6 — Projects with CGO or external dependencies

If your project requires CGO or build tags, add them to the test command:

tech:
test_command: "go test -tags integration ./... -v -count=1"
build_command: "CGO_ENABLED=1 go build ./..."

For projects with integration tests that require a running database, use build tags to separate unit from integration tests:

tech:
test_command: "go test -tags unit ./... -v -count=1"

Then annotate integration tests with //go:build integration so GATE only runs the fast unit suite.

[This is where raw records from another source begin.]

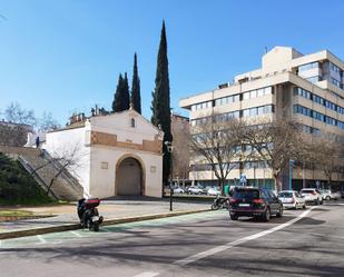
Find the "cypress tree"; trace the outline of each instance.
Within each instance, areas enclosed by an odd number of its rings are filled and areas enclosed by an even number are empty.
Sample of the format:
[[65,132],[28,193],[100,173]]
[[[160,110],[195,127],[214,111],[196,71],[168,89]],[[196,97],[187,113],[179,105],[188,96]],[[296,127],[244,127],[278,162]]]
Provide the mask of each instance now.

7 — Monorepo with multiple Go modules

If your repo has separate go.mod files per service:

source:
dirs:
- name: "catalog"
path: "services/catalog/"
language: "Go"
description: "Catalog microservice — chi router, pgx, domain model"
tech:
test_command: "cd services/catalog && go test ./... -v -count=1"
build_command: "cd services/catalog && go build ./..."

PACE runs commands from the repo root, so cd within the command is the simplest approach.

Common issues

go: command not found Ensure Go is on PATH in the shell that runs the orchestrator. If using asdf or mise for version management, activate the correct version before running PACE.

Tests pass individually but fail under ./... This usually means package-level init() or TestMain functions conflict when run together. Add a note to product.description describing any global test setup so FORGE avoids conflicting initialization.

FORGE generates code with wrong module path The module path is in go.mod (e.g. module github.com/my-org/my-service). FORGE reads this file, but if it generates imports with the wrong path, verify that go.mod is inside one of the directories listed in source.dirs or at the repo root where FORGE can read it.

Race detector failures If you want GATE to run with -race, add it to test_command. Note that race conditions found this way will cause GATE to issue HOLD, which is the intended behavior — FORGE must fix them before the day ships.